Isaiah Taylor
👤 PersonAppearances Over Time
Podcast Appearances
I think that it's probably not one town to one reactor.
It's probably a cluster of towns to a cluster of reactors.
But I think that we're certainly moving closer to that and less how it is today, which is like groups of states that are sharing grids.
uh with each other and then sharing vulnerabilities with each other especially as i think loads become a lot more spiky right so what is a spiky load well it means like you have a data center which is consuming a ton of power right previously data centers were like 50 megawatts max that was like the biggest data center and then it became a couple hundred megawatts and now we're looking at gigawatt scale data centers
We're gonna start to see micro grids evolve from huge power demand sources Which is good because trying to add a massive load to the grid is going to exhaust not just the resources But you know trying to follow the demand for that load becomes increasingly tenuous and the consequences are just larger so, you know, I think again if we want to fix this problem like there's really simple things to do and
Fix the environmental policy to make it possible to build grid infrastructure.

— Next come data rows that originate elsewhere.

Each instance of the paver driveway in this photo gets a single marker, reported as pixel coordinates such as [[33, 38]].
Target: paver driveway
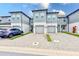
[[60, 41], [66, 42]]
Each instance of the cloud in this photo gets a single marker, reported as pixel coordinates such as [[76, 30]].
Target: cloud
[[45, 5], [61, 13]]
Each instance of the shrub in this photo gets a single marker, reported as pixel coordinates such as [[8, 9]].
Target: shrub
[[48, 38], [77, 35]]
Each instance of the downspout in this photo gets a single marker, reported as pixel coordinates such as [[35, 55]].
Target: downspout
[[21, 23], [68, 23]]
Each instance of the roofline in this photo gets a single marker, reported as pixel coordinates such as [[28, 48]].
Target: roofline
[[52, 12], [5, 16], [72, 12], [62, 17], [20, 12], [40, 10]]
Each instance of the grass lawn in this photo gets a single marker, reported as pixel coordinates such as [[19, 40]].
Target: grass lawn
[[48, 38], [77, 35], [14, 37]]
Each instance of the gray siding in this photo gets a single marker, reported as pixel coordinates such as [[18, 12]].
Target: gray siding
[[62, 21], [16, 18], [52, 18], [74, 17], [39, 16]]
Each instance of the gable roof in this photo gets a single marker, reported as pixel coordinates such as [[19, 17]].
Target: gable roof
[[20, 12], [40, 10], [52, 12], [72, 12], [4, 16]]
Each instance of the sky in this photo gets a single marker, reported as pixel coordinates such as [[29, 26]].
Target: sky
[[64, 8]]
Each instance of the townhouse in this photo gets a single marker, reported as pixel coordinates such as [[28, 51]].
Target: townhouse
[[48, 22], [17, 19], [73, 22]]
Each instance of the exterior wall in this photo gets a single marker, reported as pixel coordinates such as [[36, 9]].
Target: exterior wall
[[74, 24], [74, 17], [16, 20], [5, 22], [20, 21], [39, 20], [51, 18], [25, 24], [73, 21], [42, 19], [61, 22]]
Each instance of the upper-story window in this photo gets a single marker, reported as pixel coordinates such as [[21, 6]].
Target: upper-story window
[[64, 20], [0, 20], [53, 17], [13, 17], [9, 20], [18, 16], [36, 15], [42, 15], [49, 17]]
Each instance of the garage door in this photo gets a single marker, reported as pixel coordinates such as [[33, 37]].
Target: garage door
[[39, 29], [51, 29]]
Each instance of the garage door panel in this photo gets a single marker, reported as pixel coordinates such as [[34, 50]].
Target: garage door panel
[[39, 29], [51, 29]]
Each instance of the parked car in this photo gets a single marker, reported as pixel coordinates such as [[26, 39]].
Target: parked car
[[10, 32]]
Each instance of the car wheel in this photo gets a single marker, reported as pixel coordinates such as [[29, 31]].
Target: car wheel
[[10, 35]]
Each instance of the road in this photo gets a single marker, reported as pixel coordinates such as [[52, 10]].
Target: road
[[15, 54]]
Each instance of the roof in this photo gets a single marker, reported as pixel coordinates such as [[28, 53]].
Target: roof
[[72, 12], [52, 12], [62, 17], [20, 12], [40, 10], [5, 16]]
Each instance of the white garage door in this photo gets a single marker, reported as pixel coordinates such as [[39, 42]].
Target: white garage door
[[5, 27], [39, 29], [51, 29]]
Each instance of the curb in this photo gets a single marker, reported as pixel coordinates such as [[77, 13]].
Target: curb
[[47, 52]]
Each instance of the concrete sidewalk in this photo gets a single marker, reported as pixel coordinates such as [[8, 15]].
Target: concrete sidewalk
[[46, 52]]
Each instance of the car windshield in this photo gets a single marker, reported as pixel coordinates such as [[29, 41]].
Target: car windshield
[[13, 29], [2, 29]]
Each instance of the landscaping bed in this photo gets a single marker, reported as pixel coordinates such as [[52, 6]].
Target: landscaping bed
[[74, 34], [17, 36], [48, 38]]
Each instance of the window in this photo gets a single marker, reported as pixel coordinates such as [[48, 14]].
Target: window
[[53, 17], [36, 16], [17, 17], [9, 20], [13, 18], [64, 20], [42, 15], [0, 20], [49, 17]]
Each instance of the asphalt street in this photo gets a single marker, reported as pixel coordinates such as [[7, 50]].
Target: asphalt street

So we're talking about NEPA, we're talking about state-level reforms.
Build things in the United States again, transformers and other power electronics, and build smaller grids.
And I would also argue it should be somewhat generation-led.
You find a good place to generate energy, it's a good place to put 10 nuclear reactors, 100 nuclear reactors down.
build a microgrid around that for data centers for manufacturing, and then start to share that energy, start to expand that grid out a little bit.
But I think that the old style of massively centralized systems is probably going away a little bit, and that's a good thing.
Another reason that I think that we went this sort of like centralized direction was that our power generating units used to be much larger.
So you'd have gigawatt scale power generation
which needed a very large base to hook into, right?
So you had a gigawatt scale reactor.
Reactors traditionally were not load following.
Now they are, but they traditionally were not load following.
And so you have to plug into a really, really broad base of demand.
And now that reactors are load following and that the reactors that we make are going to be smaller, you actually can just put a couple of these reactors onto a single grid or even 10 and you're only at 250 megawatts.